You might have noticed that Inside Radio recently reported that KQED is now the nation’s number-one news/talk station. That headline felt particularly gratifying because, not so long ago, KQED was in a very different place.
Like many public radio outlets, KQED experienced a steep audience drop in 2023. The dip forced the organization to confront how radio, still one of its most important platforms, was utilized. Programming stakeholders were also pressed to ask some difficult questions.
A street view of KQED’s HQ. The station serves San Francisco and the surrounding Bay Area. Photo by Jason O’Rear.
KQED built a multi-department working group to study what happened, and to make recommendations to executive leadership.The process became less about chasing ratings and more about redefining how KQED presents itself to listeners.
One surprisingly powerful piece of that puzzle was something every broadcaster takes for granted: what radio calls itself.
Why the “Positioner” Matters
For years, the on-air identity was “KQED Public Radio.” It sounded familiar, trustworthy and safe. But it also reflected an era when most people encountered KQED only on the dial.
As audiences shifted to smart speakers, mobile streams and the web, “Public Radio” described a platform, not a purpose. KQED needed a refresh — a short, consistent phrase that tells audiences what we do and why it matters.

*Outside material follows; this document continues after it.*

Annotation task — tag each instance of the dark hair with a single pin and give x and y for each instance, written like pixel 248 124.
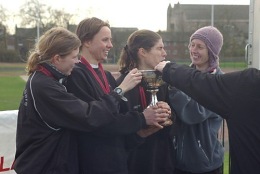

In commercial terms, it’s the “imaging” that shapes perception. Public media has its own heritage positioners too: “Live and Local”; “NPR for [City]”; and “Your Public Radio Station.”
The common thread is clarity. A good positioner crystallizes a brand’s value in just a few words.
From “Public Radio” to “KQED News”
As part of a raft of formatic changes, the programming team made the switch. Every legal ID, every promo, every break now centers on KQED News.
It was not a cosmetic change. It was a strategic reset.
It aligns with digital reality. “News” describes the content that appears on every platform — FM, app, smart speaker, newsletter or web — so the brand holds together no matter how people listen.
It focuses on the core value. Feedback indicated audiences associate the station most strongly with news, talk and information, not simply with the concept of “public media.”
It connects across departments. KQED News now lives alongside KQED Arts, KQED Live and KQED Education, reinforcing that news is one vital part of a larger civic mission.
It fits a transformation. As digital consumption grows, KQED’s broadcasts need a unifying identity that’s platform-agnostic but mission-specific.
Sounding Like the Audience
Something everyone in radio should ask of their stations is this: What does this station sound like to people who weren’t raised on it? Perhaps to a Gen Z listener hearing the station first on a smart speaker, or to someone scrolling on their phone during a commute?
The answers pushed KQED to “sound where the audience is moving.” That meant shorter, warmer breaks and a sound that feels contemporary without losing authority. It also meant thinking about morning commutes, home routines and weekend errands and shaping the tone of messages to fit.
KQED News was aimed not as an announcement, but as an invitation.
However, change is rarely comfortable, especially when it touches something as personal as a station’s name. Some staff worried that dropping “Public Radio” or “Public Media” might distance KQED from its heritage or confuse long-time members.
So programming leaders listened. Staff were given an opportunity to react to and shape the rollout. Those conversations surfaced important insights.
Among the feelings about a new positioner were statements like: “It legitimizes the work and gives a place where that information is coming from.”; “It directs focus on news.”; “It centers our local communities, in the Bay and around California.”; and “It describes more about what we want to be known for.”
Lessons for Other Stations
You don’t have to be a major-market outlet to benefit from revisiting your audience positioning. Here are some takeaways any station can apply:
Review the station positioner every few years. Audiences evolve, literally and figuratively. The words that resonated a decade ago may not capture what your station and its value proposition are today.
Center the listener, not the platform. “Radio” may still be the biggest reach vehicle, but the audience experiences the station across devices. Craft a name and a sound that travels well.
Test it internally. Resistance is natural. Invite feedback early so staff understand the “why” before the rollout.
Keep it short, clear and true. The best positioners don’t explain everything; they remind listeners what your station stands for.
Beyond the Tagline
A new positioner alone doesn’t explain KQED’s rebound. From signal improvements to marketing to fresh content, a return to the top was made possible by many teams. Still, “KQED News” played a measurable role in rebuilding awareness.
Nielsen data shows that KQED News held, and then grew its audience share, through late 2023 into 2024. This summer, [KQED has] the best listenership in station history.
A positioner is only as strong as the service behind it. KQED’s positioner aspires to reinforce recall, trust and habit. The phrase “KQED News” has to earn its meaning every day, through accuracy, local depth and human connection.
Moreover, radio doesn’t need to accept its demise. When radio leaders refresh how we describe our service to communities, we remind audiences why radio exists. For KQED, embracing KQED News wasn’t about leaving the past behind; it was about carrying the mission forward — clearer, stronger and ready for wherever listeners find KQED next.